Joseph Silvey, 24, was found between the tracks in the early hours of Sunday, August 19.
Coroner Sheriff Payne recorded a verdict of accidental death at Dorset County Hall.
He said Mr Silvey had put his foot on a live rail which was a ‘pure accident that cost him his life’.
The inquest heard how CCTV footage revealed Mr Silvey walking on to the platform and ‘lowering himself down on to the tracks’ before he stepped onto the third live rail and ‘fell backwards’.
Pathologist Mark Deverell said analysis of his shoe, which was found lying near the live rail, confirmed that he had stepped on to it which ‘strongly suggested it was death by electrocution’.
He said that although the post mortem revealed no burn marks usually visible with cases of electrocution, it did not rule it out or mean it did not happen.
Police and paramedics were called to the scene by Network Rail just after 4am where Mr Silvey, from Cheltenham, was pronounced dead.

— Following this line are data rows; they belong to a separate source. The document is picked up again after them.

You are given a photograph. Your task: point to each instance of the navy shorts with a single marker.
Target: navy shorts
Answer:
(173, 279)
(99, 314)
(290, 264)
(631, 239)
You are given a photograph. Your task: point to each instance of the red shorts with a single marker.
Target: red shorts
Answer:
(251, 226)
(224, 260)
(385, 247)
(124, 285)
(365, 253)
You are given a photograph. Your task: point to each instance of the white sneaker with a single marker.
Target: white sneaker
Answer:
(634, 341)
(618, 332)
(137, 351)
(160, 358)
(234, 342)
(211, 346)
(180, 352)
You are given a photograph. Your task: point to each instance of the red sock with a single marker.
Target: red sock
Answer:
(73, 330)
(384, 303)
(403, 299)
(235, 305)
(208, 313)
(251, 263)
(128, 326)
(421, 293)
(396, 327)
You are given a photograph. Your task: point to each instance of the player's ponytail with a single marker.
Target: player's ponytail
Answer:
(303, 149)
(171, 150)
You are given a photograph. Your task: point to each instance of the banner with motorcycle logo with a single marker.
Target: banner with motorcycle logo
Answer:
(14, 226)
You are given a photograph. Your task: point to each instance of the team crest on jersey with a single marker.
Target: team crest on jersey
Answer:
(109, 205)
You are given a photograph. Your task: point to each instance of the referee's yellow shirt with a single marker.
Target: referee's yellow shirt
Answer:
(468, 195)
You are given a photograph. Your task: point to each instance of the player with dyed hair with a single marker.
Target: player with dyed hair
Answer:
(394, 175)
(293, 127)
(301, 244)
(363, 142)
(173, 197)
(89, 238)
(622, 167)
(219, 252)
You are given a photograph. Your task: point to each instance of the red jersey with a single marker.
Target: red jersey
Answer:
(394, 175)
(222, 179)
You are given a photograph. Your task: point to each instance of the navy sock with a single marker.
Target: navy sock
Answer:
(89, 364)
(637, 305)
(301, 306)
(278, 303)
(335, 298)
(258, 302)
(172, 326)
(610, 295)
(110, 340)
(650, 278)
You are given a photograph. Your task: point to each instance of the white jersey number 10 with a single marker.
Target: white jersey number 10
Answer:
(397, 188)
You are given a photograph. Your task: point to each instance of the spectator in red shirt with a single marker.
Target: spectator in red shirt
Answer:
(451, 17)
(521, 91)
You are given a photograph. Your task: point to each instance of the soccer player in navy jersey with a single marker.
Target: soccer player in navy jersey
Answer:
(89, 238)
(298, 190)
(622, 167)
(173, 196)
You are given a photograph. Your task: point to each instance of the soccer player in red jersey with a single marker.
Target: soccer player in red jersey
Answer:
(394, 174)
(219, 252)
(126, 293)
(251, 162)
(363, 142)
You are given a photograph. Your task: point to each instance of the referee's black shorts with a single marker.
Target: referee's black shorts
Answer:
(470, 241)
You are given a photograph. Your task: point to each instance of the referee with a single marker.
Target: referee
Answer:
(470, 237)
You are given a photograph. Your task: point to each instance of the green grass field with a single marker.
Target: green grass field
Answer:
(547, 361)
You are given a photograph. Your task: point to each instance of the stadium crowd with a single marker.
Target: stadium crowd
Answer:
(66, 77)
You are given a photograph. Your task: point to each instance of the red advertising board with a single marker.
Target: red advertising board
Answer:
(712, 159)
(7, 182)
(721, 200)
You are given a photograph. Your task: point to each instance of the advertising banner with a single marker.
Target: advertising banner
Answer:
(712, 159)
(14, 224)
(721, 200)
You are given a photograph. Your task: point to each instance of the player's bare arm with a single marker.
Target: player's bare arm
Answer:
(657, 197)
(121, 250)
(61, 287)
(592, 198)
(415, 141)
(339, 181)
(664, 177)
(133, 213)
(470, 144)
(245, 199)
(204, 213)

He had been visiting his friend Christopher Worth-ington-Foxley, who lives in the county town, for the weekend when the tragedy happened.
They had been out drinking with friends in various Dorchester bars on Saturday night before Mr Silvey walked off alone at around 3am to buy food.

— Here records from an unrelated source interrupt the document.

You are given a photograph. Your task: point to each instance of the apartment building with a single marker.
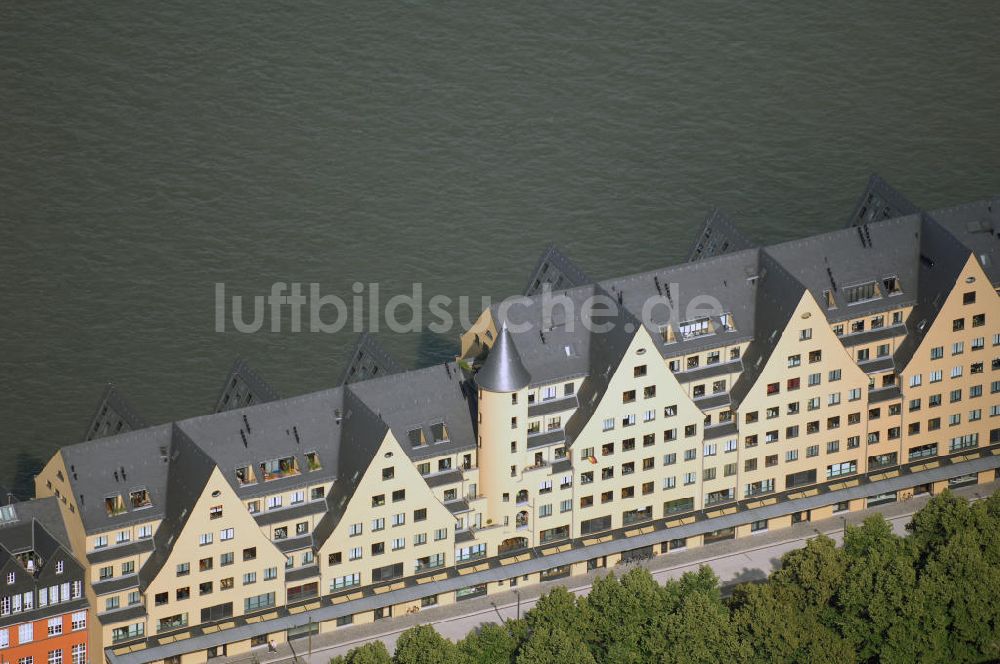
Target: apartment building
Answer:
(43, 611)
(745, 390)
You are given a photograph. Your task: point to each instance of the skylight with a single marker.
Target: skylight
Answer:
(862, 293)
(114, 505)
(139, 498)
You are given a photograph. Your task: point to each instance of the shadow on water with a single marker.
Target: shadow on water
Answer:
(434, 348)
(26, 466)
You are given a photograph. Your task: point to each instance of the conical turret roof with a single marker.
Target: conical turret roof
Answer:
(503, 370)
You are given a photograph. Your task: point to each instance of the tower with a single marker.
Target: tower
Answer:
(503, 424)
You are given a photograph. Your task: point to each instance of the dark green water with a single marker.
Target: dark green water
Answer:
(150, 150)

The inquest heard how Mr Worthington-Foxley had tried to contact his visitor several times by 3.50am.
Witness Mr Worthington-Foxley, who met Mr Silvey when he previously lived in Cheltenham, said he did receive a call from his friend at 3.27am but there was no sound.
“I couldn’t get through so I texted him my address.

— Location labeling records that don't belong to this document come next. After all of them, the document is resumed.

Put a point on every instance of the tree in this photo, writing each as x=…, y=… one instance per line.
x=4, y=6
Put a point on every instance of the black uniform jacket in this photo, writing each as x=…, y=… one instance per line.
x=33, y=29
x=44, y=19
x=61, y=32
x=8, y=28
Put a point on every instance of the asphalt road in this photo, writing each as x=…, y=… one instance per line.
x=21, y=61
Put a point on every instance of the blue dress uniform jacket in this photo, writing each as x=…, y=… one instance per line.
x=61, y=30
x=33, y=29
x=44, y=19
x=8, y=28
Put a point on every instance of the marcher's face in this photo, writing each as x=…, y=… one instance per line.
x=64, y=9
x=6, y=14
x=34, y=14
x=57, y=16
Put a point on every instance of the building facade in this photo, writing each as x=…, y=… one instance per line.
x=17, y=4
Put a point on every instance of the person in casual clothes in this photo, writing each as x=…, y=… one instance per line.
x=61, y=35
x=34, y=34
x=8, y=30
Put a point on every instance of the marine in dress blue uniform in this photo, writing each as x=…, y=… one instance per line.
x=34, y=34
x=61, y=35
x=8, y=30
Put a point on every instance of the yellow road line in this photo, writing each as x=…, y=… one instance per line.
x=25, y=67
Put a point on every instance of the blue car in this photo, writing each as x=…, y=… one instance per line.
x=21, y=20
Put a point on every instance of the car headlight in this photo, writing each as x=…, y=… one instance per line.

“I have no idea how or why he ended up at Dorchester South, he didn’t arrive by that station and wouldn’t have known how to get back to mine from there.”
Nigel Scott, of British Transport Police, said: “The CCTV captured him on his mobile phone walking past the ticket office, car park and platform.”
He added that Mr Silvey then seemed to try and head back towards the town by walking across the tracks.
The postmortem confirmed that Mr Silvey had no major internal or external abnormalities and while ‘high alcohol levels’ were found in his blood, Mr Deverell said this would not have impacted on his death.
‘Clear signs and markings on platforms to warn’
A SPOKESWOMAN for South West Trains and Network Rail Alliance, said: “Joseph’s death was a tragic accident and our thoughts are with his family and friends.
“Trespass on the railway poses serious safety risks and the railway industry invests a lot of time and money to educate young people and the wider public about the importance of always staying on platforms and not accessing the tracks at any time or for any reason.
“There are clear signs and markings on platforms to warn passengers about where they should stand so they are safe and not putting themselves or others at risk.
“We will continue to invest in rail safety education to try and prevent avoidable and tragic deaths like this.”
THE father of tragic Joseph Silvey has hit out against ‘unclear signs’ at Dorchester South train station.
Speaking to the Echo after the inquest, Robin Silvey, 63, said: “Since Joe died I have found it really hard to believe that there is a live rail when trains aren’t running.
“I have been to the station and I really don’t think the signs clearly show that there are live rails.
“The platform slopes down and you can just walk straight on to the line, it is dangerous.”
He added: “I have contacted Network Rail and South West Trains about this.”
The distraught father, who lives on Portland and admits to not seeing his son in recent years, said he was a ‘great guy’.
“What Joe did was crazy but he had been drinking, it was a complete waste of life.
“He isn’t the first to die in this way, but I do hope he will be the last.”
His mum Suzanne, who lives in Cheltenham, told the inquest that her son showed an early passion for cars.
When he died he was working for a Chelten-ham engineering company, a job he was said to have loved.
Around 60 people are killed on the railway every year by crossing the tracks, taking short cuts or playing chicken.